After a petition by the film students, the office of the London mayor, Boris Johnson, said it had written to the Border Agency to try to expedite the process.
 
Tara Verma, 24, a second-year MA student from New Delhi, was unsure how she would spend Christmas. She said she had already missed her best friend's wedding and had to cancel a 700-pound flight to India.
 
London Met was stripped of its higher trusted status in late August, ending its ability to enrol and teach foreign students. In response, some universities across the UK have introduced more stringent monitoring of foreign student attendance.
 
In September, Coventry University made it mandatory for foreign students to check in three times during the working week and to swipe their photo ID at manned check-in points around its city centre campus.
 
Glamorgan University has introduced weekly ID scans for its students during term time. Newcastle University considered using biometric finger-swipe registration in response to Border Agency rules, although it has since dropped the plans.
 
In the autumn, London Met was granted a reprieve to help current students graduate or switch to other higher education establishments.
 
But Verma, who has paid 24,000 pounds a year in fees, said the process of re-enlisting for film school had been extremely complicated.
 
"It was really confused and chaotic. We had no idea what we were supposed to do and how we were supposed to go about it.
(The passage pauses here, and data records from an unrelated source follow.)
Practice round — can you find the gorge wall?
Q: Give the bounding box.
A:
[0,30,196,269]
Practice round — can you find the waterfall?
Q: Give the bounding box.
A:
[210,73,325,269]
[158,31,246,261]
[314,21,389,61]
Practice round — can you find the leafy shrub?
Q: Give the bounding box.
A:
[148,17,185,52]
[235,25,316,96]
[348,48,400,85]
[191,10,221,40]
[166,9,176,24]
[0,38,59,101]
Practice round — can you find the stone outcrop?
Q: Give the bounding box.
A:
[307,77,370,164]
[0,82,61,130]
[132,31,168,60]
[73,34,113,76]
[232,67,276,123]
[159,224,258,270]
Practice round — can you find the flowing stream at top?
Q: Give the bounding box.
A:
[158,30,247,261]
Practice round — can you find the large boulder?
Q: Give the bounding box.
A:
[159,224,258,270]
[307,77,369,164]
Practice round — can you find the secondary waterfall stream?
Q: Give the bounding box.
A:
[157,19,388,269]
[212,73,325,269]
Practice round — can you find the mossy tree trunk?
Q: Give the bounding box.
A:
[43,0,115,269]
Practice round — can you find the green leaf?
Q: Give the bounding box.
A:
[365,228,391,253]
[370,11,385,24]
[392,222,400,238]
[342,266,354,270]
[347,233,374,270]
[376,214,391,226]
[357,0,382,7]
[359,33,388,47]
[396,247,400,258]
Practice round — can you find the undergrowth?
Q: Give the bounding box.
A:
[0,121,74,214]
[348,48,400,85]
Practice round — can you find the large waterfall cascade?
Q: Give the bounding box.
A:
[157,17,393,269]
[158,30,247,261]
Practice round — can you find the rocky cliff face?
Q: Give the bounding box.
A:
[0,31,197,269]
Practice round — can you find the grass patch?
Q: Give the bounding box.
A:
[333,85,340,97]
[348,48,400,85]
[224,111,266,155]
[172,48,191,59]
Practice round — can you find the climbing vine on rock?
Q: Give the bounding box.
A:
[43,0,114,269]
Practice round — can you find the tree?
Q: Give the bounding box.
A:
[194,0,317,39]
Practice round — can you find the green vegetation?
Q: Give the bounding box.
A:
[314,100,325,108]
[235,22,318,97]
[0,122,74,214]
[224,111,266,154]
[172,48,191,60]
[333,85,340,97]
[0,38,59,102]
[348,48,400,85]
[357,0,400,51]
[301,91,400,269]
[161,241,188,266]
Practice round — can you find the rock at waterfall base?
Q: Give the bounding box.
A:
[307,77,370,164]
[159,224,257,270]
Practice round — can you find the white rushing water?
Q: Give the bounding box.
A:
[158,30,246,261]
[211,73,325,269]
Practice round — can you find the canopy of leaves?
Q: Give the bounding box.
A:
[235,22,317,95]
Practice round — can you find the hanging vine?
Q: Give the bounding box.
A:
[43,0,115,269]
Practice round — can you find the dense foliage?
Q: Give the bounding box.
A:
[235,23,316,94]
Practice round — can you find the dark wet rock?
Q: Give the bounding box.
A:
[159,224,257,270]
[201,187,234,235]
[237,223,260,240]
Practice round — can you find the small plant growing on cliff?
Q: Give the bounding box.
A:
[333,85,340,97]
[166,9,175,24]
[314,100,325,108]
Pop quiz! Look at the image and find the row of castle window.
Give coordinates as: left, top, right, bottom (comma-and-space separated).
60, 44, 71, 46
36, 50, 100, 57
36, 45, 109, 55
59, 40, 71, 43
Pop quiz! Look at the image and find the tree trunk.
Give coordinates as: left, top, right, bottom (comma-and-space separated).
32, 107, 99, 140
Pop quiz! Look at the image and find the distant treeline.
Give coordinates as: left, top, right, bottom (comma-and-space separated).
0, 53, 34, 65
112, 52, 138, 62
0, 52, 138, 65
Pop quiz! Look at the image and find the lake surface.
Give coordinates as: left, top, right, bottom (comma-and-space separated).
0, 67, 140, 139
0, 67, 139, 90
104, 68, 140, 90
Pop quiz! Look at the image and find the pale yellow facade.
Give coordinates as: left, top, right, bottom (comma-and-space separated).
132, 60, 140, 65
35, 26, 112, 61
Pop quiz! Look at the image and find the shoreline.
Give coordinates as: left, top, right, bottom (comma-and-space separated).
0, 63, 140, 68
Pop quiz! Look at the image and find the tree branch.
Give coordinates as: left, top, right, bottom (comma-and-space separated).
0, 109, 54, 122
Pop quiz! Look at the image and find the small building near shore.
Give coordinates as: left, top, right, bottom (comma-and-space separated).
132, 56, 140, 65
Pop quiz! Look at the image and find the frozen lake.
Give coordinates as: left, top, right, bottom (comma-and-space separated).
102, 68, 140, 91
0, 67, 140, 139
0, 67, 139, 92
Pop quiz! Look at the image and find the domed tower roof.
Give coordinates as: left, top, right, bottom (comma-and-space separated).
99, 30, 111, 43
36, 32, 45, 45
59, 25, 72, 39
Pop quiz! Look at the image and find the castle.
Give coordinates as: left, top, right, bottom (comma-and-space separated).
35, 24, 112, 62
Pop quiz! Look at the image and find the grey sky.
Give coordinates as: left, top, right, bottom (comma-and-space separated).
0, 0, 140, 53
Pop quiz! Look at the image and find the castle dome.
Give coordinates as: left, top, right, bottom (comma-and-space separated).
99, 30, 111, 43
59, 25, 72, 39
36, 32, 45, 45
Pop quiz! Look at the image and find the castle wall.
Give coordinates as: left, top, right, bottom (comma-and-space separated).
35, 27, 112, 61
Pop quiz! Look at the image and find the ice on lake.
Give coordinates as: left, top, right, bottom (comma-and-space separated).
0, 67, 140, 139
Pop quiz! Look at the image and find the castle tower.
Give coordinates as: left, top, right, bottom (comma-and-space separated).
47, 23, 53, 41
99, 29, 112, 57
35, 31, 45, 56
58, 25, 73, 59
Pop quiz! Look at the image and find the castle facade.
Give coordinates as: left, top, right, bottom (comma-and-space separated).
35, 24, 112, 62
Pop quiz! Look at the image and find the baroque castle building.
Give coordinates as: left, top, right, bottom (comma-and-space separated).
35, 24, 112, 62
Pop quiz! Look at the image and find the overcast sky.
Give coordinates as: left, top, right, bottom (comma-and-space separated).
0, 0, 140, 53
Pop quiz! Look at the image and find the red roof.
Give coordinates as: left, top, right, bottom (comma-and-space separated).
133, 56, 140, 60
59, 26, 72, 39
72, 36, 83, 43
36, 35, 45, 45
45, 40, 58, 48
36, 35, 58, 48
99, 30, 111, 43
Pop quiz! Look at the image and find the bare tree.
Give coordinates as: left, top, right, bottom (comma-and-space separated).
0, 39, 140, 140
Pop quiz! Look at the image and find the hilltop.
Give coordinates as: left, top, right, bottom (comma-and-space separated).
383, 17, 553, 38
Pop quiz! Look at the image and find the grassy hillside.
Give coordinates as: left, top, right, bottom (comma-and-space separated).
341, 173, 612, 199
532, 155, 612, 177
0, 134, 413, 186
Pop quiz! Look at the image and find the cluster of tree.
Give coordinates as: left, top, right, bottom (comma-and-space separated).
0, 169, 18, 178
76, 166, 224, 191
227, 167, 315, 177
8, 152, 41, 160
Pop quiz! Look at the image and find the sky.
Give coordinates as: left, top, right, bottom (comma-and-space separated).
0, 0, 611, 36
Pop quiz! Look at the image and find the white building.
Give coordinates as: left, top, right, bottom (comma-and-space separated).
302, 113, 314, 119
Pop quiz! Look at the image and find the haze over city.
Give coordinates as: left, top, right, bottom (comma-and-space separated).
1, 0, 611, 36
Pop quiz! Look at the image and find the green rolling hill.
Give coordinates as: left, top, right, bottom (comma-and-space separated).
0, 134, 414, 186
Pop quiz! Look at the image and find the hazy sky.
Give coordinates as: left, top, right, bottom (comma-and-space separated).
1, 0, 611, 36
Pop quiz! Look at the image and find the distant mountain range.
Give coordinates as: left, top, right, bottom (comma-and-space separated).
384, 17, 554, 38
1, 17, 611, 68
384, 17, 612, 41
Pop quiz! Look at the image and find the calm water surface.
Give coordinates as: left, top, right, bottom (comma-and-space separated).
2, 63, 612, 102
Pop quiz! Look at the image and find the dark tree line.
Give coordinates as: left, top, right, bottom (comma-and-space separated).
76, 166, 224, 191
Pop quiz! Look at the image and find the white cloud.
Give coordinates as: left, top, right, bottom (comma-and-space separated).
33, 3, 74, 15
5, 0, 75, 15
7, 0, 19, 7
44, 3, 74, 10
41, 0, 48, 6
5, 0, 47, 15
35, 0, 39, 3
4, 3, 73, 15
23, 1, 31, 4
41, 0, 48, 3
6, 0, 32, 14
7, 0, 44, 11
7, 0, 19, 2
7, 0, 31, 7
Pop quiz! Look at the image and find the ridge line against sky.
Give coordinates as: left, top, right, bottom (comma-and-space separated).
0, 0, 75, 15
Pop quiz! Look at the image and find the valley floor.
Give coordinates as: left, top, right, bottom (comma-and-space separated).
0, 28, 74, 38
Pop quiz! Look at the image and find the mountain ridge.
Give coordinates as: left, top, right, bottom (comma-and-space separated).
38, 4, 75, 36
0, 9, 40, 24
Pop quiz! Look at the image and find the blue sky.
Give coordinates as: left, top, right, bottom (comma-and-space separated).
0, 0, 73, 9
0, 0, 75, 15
I haven't been back [home] for a year and I was really looking forward to going back because it was my best friend's wedding...I'm still quite upset about missing it," she said.
 
"They [the British government] keep saying immigration is a problem for everything … You read this whole thing about somehow we claim benefits, steal jobs, we are making the housing problems worse … it's unfair," she said.
 
"When I talk to my friends who want to study here I tell them don't, what's the point, they're going to throw you out in any case," Verma said.
 
Nick Refuerzo, 27, from Fresno, California, who is studying for an MA, said he was unable to fly back to visit his ill grandmother and diabetic uncle for what he had been told could be their last Christmas.
 
Nathan Deming, 23, said he would be missing out on a picture-perfect Christmas in Wisconsin for the first time. A spokesperson for the mayor said, "Although this issue falls outside of the mayor's jurisdiction, City Hall officials are aware of the situation and have written to the UK Border Agency in an attempt to encourage a speedy resolution."
 
The Border Agency said it had returned one passport a few days ago through registered post. It said other applications were still being processed but where requests had been made for return by December 20, passports had been dispatched.